Import files downloaded from various newspaper databases
Database | File type | Function |
---|---|---|
Asahi Shimbun Kikuzo | .html | import_kikuzo() |
Yomiuri Shimbun Yomidasu | .html | import_yomidasu() |
Dow Jones Faciva | .html | import_factiva() |
Nexis UK | .html | import_nexis() |
Lexis Advance | .docx | import_lexis() |
Integrum | .doc .xlsx .html | import_integrum() |
install.packages("devtools")
devtools::install_github("koheiw/newspapers")
require(newspapers, quietly = TRUE)
dat <- import_nexis("tests/data/nexis/guardian_1986-01-01_0001.html")
## Reading tests/data/nexis/guardian_1986-01-01_0001.html
pub | edition | date | byline | length | section | head |
---|---|---|---|---|---|---|
The Guardian (London) | January 31, 1986 | By JEREMY LEGGET | 1269 | Eavesdroppers who heard the guilty secrets / Covert nuclear tests by the US and Britain detected | ||
The Guardian (London) | January 31, 1986 | By VICTORIA BRITTAIN | 663 | Third World Column: Uganda tries again / National Resistance Movement takes power | ||
The Guardian (London) | January 31, 1986 | By RICHARD LAPPER | 1007 | Third World Review: A bad bisnes in Managua / Nicaragua’s black economy | ||
The Guardian (London) | January 31, 1986 | 60 | Financial News in Brief / British Government support for ICI Alcan tax case in California | |||
The Guardian (London) | January 31, 1986 | By MICHAEL SIMMONS | 401 | Minister predicts downturn in Singaporean economy | ||
The Guardian (London) | January 31, 1986 | From MARK TRAN | 350 | Aid appeal get cool reception / US Administration’s proposals to increase the foreign aid budget flounder |
The functions return datelines as character, so users should parse them
using stri_datetime_parse()
with appropriate locale and time-zone
settings.
require(stringi)
dat_en <- import_nexis("tests/data/nexis/guardian_1986-01-01_0001.html")
## Reading tests/data/nexis/guardian_1986-01-01_0001.html
dat_en$date2 <- as.Date(stri_datetime_parse(dat_en$date, "MM, dd, uuuu", tz = "GMT"))
head(dat_en[c("date", "date2")])
## date date2
## 1 January 31, 1986 1986-01-31
## 2 January 31, 1986 1986-01-31
## 3 January 31, 1986 1986-01-31
## 4 January 31, 1986 1986-01-31
## 5 January 31, 1986 1986-01-31
## 6 January 31, 1986 1986-01-31
dat_de <- import_nexis('tests/data/nexis/spiegel_2012-02-01_0001.html')
## Reading tests/data/nexis/spiegel_2012-02-01_0001.html
dat_de$date2 <- as.Date(stri_datetime_parse(dat_de$date, "dd.
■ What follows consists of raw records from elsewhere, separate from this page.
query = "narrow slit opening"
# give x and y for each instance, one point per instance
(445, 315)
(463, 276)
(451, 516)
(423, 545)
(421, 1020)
MM uuuu", tz = "CET",
locale = "de_DE"))
head(dat_de[c("date", "date2")])
## date date2
## 1 27. Februar 2012 Montag 9:50 PM GMT+1 2012-02-27
## 2 27. Februar 2012 2012-02-27
## 3 25. Februar 2012 Samstag 2:01 PM GMT+1 2012-02-25
## 4 24. Februar 2012 Freitag 9:47 AM GMT+1 2012-02-24
## 5 23. Februar 2012 Donnerstag 6:34 PM GMT+1 2012-02-23
## 6 23. Februar 2012 Donnerstag 11:49 AM GMT+1 2012-02-23
In the Kikuzo database, you can display up to 100 full-texts news articles in your browser. However, you cannot download the articles as an HTML file in a format this package can read, becasue news articles are in frames. To save the articles, you should use Firefox’s context menu “Save Frame As” (or other browsers’ equivalent) to save pages in a frame.
The Factiva database offers a button to display full-texts in a pop-up window: check all boxes, click “Format for Saving” (Floppy Disk icon) and select “Article Format”. You only need to save the HTML file in the pop-up window by “Save Page” (or press Ctrl + S).